Amamentação: O remédio passa para o leite materno e pode afetar o bebê. Converse com seu médico antes de amamentar.
Idosos: Pessoas mais velhas são mais sensíveis aos efeitos da clorpromazina — especialmente à sonolência e à queda de pressão, o que aumenta o risco de quedas. As doses costumam ser menores e o acompanhamento mais frequente.
Direção e máquinas: Até você saber como o remédio te afeta, evite dirigir ou operar máquinas pesadas. A sonolência pode ser significativa no início.
Perguntas frequentes
Vou ficar dependente da clorpromazina?
Não. A clorpromazina não causa dependência química — você não vai sentir fissura ou precisar de doses cada vez maiores para sentir o mesmo efeito. O que pode acontecer se você parar de repente é os sintomas da doença voltarem, o que é diferente de dependência. A retirada deve ser feita com orientação médica e de forma gradual.
Posso beber álcool enquanto tomo esse remédio?
Não é recomendado. O álcool potencializa a sonolência e a queda de pressão causadas pela clorpromazina, o que pode ser perigoso. Se for a uma ocasião especial, converse antes com seu médico.
Posso parar de tomar quando me sentir bem?

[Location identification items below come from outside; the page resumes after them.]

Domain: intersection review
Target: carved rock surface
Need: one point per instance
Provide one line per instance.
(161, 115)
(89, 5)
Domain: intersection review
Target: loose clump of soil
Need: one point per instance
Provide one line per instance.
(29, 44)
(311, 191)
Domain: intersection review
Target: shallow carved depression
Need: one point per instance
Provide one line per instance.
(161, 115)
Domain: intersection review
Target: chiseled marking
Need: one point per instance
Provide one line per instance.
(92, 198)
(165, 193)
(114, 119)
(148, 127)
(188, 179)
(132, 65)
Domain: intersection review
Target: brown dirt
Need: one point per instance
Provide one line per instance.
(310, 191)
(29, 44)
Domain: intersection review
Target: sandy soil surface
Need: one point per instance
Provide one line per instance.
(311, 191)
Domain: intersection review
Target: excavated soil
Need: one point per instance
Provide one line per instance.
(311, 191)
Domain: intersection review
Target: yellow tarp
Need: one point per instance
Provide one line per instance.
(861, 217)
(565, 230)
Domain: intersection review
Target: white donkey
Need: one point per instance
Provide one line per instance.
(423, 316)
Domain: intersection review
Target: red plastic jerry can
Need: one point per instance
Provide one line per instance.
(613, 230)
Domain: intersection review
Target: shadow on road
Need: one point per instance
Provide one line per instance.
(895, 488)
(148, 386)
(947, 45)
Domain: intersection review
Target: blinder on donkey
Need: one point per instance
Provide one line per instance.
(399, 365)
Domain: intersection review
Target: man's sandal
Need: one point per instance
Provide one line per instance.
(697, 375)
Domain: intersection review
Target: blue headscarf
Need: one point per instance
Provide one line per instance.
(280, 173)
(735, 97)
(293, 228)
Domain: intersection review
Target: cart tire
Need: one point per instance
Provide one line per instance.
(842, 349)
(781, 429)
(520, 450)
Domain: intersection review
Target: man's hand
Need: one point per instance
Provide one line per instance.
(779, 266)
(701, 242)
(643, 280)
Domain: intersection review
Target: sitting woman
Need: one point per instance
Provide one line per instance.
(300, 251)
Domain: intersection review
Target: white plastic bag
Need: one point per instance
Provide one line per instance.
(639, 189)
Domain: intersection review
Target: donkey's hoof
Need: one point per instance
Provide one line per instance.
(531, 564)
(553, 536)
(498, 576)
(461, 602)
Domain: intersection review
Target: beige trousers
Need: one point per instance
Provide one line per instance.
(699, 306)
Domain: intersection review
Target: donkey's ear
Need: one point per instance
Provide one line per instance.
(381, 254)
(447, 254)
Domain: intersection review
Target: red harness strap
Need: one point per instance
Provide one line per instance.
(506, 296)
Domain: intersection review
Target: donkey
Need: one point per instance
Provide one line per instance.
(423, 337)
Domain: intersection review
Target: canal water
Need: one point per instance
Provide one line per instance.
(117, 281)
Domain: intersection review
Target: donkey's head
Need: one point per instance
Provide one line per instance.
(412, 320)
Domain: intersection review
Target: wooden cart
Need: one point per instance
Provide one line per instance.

Essa é uma das perguntas mais importantes — e a resposta é: não pare sem falar com seu médico. Sentir-se bem muitas vezes é sinal de que o remédio está funcionando, não de que você não precisa mais dele. Parar de repente pode fazer os sintomas voltarem com força. A decisão de reduzir ou parar o tratamento precisa ser tomada junto com quem te acompanha.
Esse remédio vai me deixar como um “zumbi”, sem sentir nada?
Essa é uma preocupação muito comum e válida. A sonolência e a sensação de “embotamento” podem acontecer, especialmente no início ou em doses altas. Se você sentir que está muito apagado ou sem emoção, converse com seu médico — a dose pode ser ajustada. O objetivo do tratamento é melhorar sua qualidade de vida, não te deixar sem vida.
Quanto tempo vou precisar tomar esse remédio?
Depende muito da condição que está sendo tratada. Para alguns casos, o uso é por tempo limitado. Para outros, como a esquizofrenia, o tratamento costuma ser de longo prazo. Seu médico vai te orientar sobre isso com base na sua situação específica.
Referências
- Stahl, S.M. Fundamentos de Psicofarmacologia, 3ª ed. Artmed, 2010.
- Elkis, H.; Gattaz, W.F. (orgs.). Clínica Psiquiátrica, vol. 3. Manole / USP, 2ª ed.
- Bula do Amplictil® (clorpromazina) — aprovada pela ANVISA. Disponível em: bulario.anvisa.gov.br
- PubChem. Chlorpromazine — Compound Summary. National Library of Medicine. Disponível em: pubchem.ncbi.nlm.nih.gov
Este conteúdo é educativo e não substitui a orientação do seu médico. Em caso de dúvidas, consulte o profissional que te prescreveu.